Triangles EAB and CBA share base AB. If <EAB and <ABC are right angles, AB = 4,, BC = 6, AE = 8, and line AC and line BE intersect at D. What is the difference between the areas of triangle ADE and triangle BDC?
2
4
5
8
9
ADE Area = 1/2 (6*4) + 1/2 (8*4) + 1/2 (28*20) - 1/2(22*20)
BDC Area = 1/2 (28*20) - 1/2(22*20)
Difference in area = 1/2 (6*4) + 1/2 (8*4) = 12 + 16 = 28.
Hmmm. I've crapped up somewhere there. :unsure:
14) A sequence of three real numbers forms an arithmetic progression with a first term of 9. If 2 is added to the second term and 20 is added to the third term, the three resulting numbers form a geometric progression. What is the smallest possible value for the third term of the geometric progression?
1
4
36
49
81
Oooh, this one uses algebra. Fun.
9 9
B B+2
C C+20
(C+20)/(B+2) = (B+2)/9
C-B = B-9
B+B = C+9
B = (C+9)/2
(C+20)/(((C+9)/2)+2) = (((C+9)/2)+2)/9
9*((C+20)/(((C+9)/2)+2)) = (((C+9)/2)+2)
(9C+180) = ((C/2)+6.5)*((C/2)+6.5)
9C+180 = (1/4)C² + 42.25 + 6.5C
(1/4)C² -2.5C - 137.75 = 0
Use Quadratic Formula
C=-19
B = (9-19)/2
B = -5
Arithmetic Progression: 9, -5, -19. (Change: -14)

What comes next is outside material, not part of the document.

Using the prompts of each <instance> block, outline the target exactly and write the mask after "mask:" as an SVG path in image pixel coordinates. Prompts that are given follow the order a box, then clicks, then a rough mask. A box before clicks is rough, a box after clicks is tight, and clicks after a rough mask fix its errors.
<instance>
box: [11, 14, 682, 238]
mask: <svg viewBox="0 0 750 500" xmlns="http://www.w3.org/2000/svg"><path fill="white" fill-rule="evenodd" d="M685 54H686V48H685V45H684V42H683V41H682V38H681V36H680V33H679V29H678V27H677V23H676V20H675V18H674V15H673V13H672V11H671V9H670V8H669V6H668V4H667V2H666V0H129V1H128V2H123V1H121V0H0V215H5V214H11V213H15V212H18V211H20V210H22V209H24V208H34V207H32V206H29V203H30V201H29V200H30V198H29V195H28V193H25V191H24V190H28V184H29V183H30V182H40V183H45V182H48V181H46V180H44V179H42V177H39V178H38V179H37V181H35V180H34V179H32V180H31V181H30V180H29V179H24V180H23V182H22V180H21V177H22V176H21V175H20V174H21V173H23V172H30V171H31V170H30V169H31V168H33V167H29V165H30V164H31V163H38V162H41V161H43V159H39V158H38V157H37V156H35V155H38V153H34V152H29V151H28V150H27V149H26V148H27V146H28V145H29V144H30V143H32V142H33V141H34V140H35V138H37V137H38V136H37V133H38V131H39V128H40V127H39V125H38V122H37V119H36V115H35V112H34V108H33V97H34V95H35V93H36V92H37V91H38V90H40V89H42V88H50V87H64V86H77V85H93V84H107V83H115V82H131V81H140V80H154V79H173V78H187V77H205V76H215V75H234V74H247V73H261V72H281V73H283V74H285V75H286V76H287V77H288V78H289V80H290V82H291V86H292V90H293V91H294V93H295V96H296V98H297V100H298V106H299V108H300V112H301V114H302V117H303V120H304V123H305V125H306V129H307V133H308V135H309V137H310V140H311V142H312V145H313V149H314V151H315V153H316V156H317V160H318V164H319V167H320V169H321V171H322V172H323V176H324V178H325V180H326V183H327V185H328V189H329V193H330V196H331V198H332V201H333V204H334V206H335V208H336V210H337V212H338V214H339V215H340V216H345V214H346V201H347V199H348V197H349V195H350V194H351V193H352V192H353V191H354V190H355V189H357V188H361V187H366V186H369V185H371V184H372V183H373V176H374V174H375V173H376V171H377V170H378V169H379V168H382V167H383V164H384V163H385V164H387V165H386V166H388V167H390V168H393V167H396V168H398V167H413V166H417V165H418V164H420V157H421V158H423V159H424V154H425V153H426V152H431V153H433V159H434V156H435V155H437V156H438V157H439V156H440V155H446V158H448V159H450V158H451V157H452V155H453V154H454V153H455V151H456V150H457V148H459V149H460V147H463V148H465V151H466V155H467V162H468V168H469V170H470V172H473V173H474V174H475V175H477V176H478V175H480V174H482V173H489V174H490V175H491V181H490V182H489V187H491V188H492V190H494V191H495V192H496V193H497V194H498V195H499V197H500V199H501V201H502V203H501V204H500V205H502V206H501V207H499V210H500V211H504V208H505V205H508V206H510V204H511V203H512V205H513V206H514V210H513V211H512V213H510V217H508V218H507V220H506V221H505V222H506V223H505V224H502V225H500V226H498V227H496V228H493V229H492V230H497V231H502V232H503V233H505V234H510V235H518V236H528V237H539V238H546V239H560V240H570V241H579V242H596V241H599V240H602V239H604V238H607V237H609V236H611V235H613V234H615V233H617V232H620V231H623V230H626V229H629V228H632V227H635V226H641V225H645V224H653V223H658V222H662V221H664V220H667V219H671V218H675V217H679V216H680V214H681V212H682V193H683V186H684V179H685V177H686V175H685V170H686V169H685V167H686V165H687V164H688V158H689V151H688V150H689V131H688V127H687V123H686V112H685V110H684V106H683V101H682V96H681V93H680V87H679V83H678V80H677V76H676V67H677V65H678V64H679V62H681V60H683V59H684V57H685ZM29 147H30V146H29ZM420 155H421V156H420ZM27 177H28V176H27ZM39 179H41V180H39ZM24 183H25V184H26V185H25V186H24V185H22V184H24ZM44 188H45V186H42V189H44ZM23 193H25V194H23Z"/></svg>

Geometric Progression: 9, -3, 1. (Multiplier: -1/3)
Answer: 1
21) If the sum of (cos(x))^(2n), with lowerlimit n = 0 and upper limit infinity, is equal to 5, what is the value of cos(2x)?
1/5
2/5
rt(5)/5
3/5
4/5
Hmmm, can you re-check the wording in that question? I'm getting odd answers. :/
22) Three mutually tangent spheres of radius 1 rest on a horizontal plane. A sphere of radius 2 rests on them. What is the distance from the plane to the top of the larger sphere?
3 + rt(30) / 2
3 + rt(69) / 3
3 + rt(123) / 4
52 / 9
3 + 2 * rt(2)
Blah, that's just trig - the three spheres form a 2x2x2 equilateral triangle, with the large one forming it into a pyramid. I can't be arsed to calculate the exact value, it's about five.
24) A plane contains points A and B with AB = 1. Let S be the union of all disks of radius 1 in the plane that cover line AB. What is the area of S?
2pi + rt(3)
8pi / 3
3pi - rt(3)/2
10pi / 3 - rt(3)
4pi - 2 * rt(3)
Is that the center of the disk is on the line, or just some part of the disk is on the line? It's too vague.